As was mentioned earlier, Socrata is a platform that is used by many local governments to publish open data. The Socrata Open Data API (SODA API) allows us to access these data resources from an R script or notebook in a standardized way. In the video you watched, the API was likened to a waiter or liaison who carries requests and responses back and forth between a client computer (i.e., you) and server computer (i.e., the open data portal). The documentation for the SODA API can be found here and begins with API endpoints, which are essentially Uniform Resource Locators (URLs) that provide access to data. Without getting into too much detail at the moment, we use the Hypertext Transfer Protocol (HTTP) to send requests and receive responses. Most often, we are using the GET method to send queries and retrieve data.

In some cases, an R package exists that allows us to interact with an API without having to construct queries that conform to the requirements of the API and pass them using a package like httr (this is what the ungraded exercise that we started in class last time asked you to do from your web browser). The RSocrata package that we installed and loaded above does this “dirty work” of formatting the underlying HTTP queries that allow us to interact with open data portals that use the Socrata platform.

Let’s take a closer look…

help(package="RSocrata")


The “Inspect RSocrata Documentation” code chunk skimply opens a page with seven functions that are included in this package. Take a look at this page (i.e., in the Help tab in the lower-right corner), then proceed to Exercise 1 below.



Exercise 1


Review the documentation page that appears after running the code chunk above.

1. Identify the function you would use to list datasets that exist on the City of San Francisco’s open data portal

  • Review the usage, arguments, and examples for that function

2. Insert a new code chunk below this text

  • Write and execute a line of code that retrieves a list of all datasets on the portal
  • Note: if you decide to work in a new R script, you will need to install and load the RSocrata package there
sf_data <-  ls.socrata("https://data.sfgov.org/browse")

head(sf_data)


3. Save the information returned by the function in 1. to an object (e.g., sf_data) using the assignment operator <-

  • What kind of object is this?


typeof(sf_data)
## [1] "list"


  • How many rows and columns are there?


dim(sf_data)
## [1] 650  14


There are 650 rows of 14 columns.


  • What are the names of those columns?
colnames(sf_data)
##  [1] "accessLevel"  "landingPage"  "issued"       "@type"        "modified"    
##  [6] "keyword"      "contactPoint" "publisher"    "identifier"   "description" 
## [11] "title"        "distribution" "license"      "theme"

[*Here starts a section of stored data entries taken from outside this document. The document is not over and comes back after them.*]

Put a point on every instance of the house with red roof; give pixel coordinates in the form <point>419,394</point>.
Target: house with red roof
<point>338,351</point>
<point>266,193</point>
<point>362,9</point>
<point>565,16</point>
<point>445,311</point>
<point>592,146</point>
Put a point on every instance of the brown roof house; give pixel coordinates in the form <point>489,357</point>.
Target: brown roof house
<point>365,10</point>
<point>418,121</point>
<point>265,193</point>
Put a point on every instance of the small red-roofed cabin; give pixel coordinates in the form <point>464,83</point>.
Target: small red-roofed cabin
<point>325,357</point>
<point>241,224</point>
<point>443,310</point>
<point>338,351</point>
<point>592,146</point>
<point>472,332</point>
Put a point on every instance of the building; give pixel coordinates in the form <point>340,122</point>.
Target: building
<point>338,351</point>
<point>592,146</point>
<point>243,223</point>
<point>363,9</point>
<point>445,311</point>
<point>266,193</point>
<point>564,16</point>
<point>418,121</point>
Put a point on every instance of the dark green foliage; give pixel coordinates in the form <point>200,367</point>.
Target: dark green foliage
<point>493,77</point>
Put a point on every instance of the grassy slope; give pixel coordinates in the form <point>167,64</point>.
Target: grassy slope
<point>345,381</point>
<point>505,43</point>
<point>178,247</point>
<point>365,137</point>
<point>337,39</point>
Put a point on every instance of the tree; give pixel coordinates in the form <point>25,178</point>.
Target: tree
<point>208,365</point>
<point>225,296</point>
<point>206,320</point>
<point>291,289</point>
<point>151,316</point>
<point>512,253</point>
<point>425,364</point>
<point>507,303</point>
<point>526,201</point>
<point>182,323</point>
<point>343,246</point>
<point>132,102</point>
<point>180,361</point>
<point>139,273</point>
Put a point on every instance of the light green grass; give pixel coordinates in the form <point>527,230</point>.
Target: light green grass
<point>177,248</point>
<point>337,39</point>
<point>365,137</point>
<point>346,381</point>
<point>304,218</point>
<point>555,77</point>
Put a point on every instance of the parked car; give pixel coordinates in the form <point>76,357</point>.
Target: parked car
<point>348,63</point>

There are more detailed instructions on what to submit and how at the end of this notebook, but you essentially you should add code chunks and text chunks (i.e., Markdown sections) to this R Notebook that you have saved locally that perform the tasks and that answer the questions posed above.

Exploring the Inventory


Next, return to the documentation page for the RSocrata package. The read.socrata function can be used to retrieve a dataset from the San Francisco open data portal. In addition to indexing objects like lists or data frames by their positions using bracket notation, we can also refer to variable names, if they exist using the $ operator. Let’s sort the inventory and peruse the types of information available. The table function provides a count of instances within each category.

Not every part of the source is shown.